I will already admit that if you compare my review of Andorra to that of my review for Caribou's The Milk Of Human Kindness, I'm going to come across as both hypocritical and a bit wishy-washy. In my defense, I will say that my opinions of the latter album changed quite a bit over time (especially after I wrote the review) and I found myself really loving the release and even going so far as to include it in the top 10 of my favorite albums of 2005. The slight incoherence of the release threw me off at first, but seemed to make a lot of sense after awhile, making for a varied listen that still gets a lot of play.
It seems that in the time since that release, Dan Snaith has set aside some of his more eclectic personalities in an attempt to create a much more cohesive and very song-oriented release. Although you can certainly hear his own stylistic touches, the nine-song, forty minute release is more influenced by kaleidoscopic pop music of the 60s, with multi-tracked breathy vocals, dense instrumentation, and some occasional rhythmic flourishes and electronic embellishments that give away its true era. With five songs named after women, and just about every other song touching on it, this might be the closest thing to a full-on batch of love songs that Snaith ever writes.
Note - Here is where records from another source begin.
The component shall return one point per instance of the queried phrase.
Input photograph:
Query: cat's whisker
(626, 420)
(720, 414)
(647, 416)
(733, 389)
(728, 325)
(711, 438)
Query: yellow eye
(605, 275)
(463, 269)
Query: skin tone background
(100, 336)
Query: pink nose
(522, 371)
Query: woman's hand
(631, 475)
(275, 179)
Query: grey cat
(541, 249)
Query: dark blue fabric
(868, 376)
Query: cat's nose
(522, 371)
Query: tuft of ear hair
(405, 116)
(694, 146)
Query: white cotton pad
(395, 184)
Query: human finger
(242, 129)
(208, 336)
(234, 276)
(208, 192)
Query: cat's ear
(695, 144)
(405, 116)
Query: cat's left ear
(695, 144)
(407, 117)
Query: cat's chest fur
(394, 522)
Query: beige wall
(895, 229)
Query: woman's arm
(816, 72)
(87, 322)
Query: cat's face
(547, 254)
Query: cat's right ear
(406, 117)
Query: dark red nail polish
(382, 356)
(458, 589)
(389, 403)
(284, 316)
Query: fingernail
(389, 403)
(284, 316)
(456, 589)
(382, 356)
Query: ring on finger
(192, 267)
It starts off on a very strong foot, as "Melody Day" bursts out of the gates with crisp drums, multiple guitar melodies, fuzzy bass, flutes, synth washes, and multi-tracked vocals. With expansive choruses and several nice dynamic shifts, it may very well be one of the best pop songs he's ever written. "Sandy" keeps things moving nicely with another wall-of-sound style pop piece full of more sparkling instrumentation, and despite a few muffled drum bursts it starts to hint at what ails the album as a whole.
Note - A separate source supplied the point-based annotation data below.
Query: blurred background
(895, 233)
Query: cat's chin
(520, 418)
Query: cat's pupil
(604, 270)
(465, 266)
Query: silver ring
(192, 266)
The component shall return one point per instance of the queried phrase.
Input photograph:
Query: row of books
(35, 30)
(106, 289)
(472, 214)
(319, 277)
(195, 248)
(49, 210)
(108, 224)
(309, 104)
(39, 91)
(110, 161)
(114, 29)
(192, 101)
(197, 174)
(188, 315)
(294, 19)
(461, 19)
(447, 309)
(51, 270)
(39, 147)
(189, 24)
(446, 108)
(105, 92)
Besides the lyrics, that is. Combined with the glossy instrumentation, lines like 'Sometimes in her eyes / I see forever' sometimes come up feeling a bit hippy-dippy, and it's magnified even further as the songs themselves start to creep even further towards the sappy side during the second half of the release. "Desiree" is almost completely punch-less, floating on piles of synth strings, flutes, and multi-tracked vocals, while "Sundialing" builds some nice tension throughout (sounding sort of like "Barnowl" from The Milk Of Human Kindness), but never really has any sort of pay off. The worst offender, though, is "Irene," as it swirls through two minutes of low-key drum machine patters and pitch-warbled synths before adding a few more melodic elements at the end.
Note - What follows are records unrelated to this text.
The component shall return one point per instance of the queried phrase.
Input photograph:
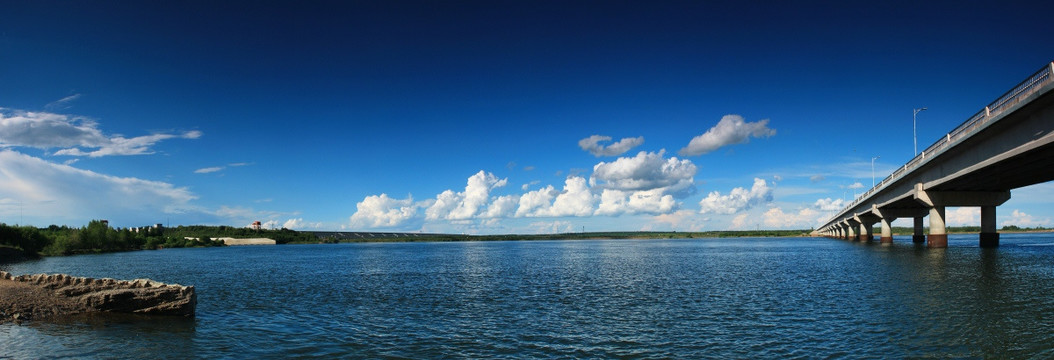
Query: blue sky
(487, 117)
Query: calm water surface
(691, 298)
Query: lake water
(690, 298)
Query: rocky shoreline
(41, 296)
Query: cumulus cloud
(384, 212)
(64, 192)
(502, 206)
(299, 223)
(61, 103)
(209, 170)
(1021, 219)
(828, 204)
(613, 202)
(962, 216)
(732, 130)
(737, 200)
(592, 144)
(551, 226)
(804, 218)
(73, 135)
(576, 199)
(682, 220)
(739, 222)
(644, 172)
(466, 204)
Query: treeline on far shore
(98, 237)
(336, 237)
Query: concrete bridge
(1008, 144)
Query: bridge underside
(978, 165)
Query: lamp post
(914, 136)
(873, 171)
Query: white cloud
(1025, 220)
(962, 216)
(384, 212)
(537, 202)
(732, 130)
(737, 200)
(828, 204)
(464, 205)
(592, 145)
(299, 223)
(62, 192)
(645, 172)
(502, 206)
(209, 170)
(73, 135)
(681, 220)
(616, 202)
(576, 199)
(739, 221)
(551, 226)
(804, 218)
(61, 103)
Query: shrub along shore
(19, 242)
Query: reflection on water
(726, 298)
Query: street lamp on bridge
(914, 134)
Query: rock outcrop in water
(40, 296)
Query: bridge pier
(886, 232)
(918, 236)
(866, 232)
(989, 236)
(938, 234)
(851, 234)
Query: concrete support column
(866, 232)
(989, 236)
(917, 236)
(938, 235)
(886, 232)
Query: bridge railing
(1008, 100)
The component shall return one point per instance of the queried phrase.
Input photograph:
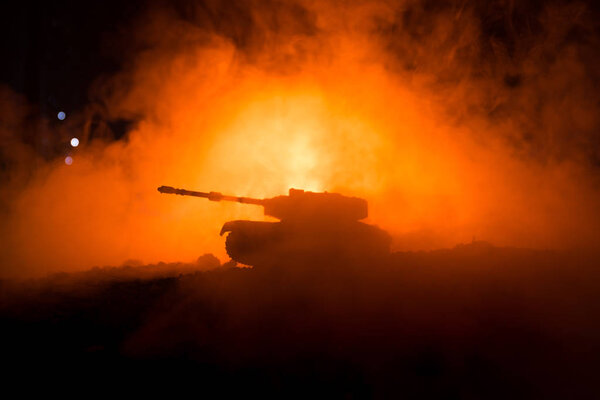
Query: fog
(456, 122)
At nearly nine minutes, the album closer of "Niobe" is the sort of slightly-excessive and odd track that really works well. Building slowly with layered synth arpeggios, breathy vocals, and spacey synths, it keeps teasing the listener by dropping back to nearly nothing before it piles things on for a trippy finale. Although it still has plenty to love, ultimately Andorra feels a bit too much on the safe side considering the past work of Snaith. It's pleasing, and sometimes outstanding, but it ultimately feels a bit too safe and soft.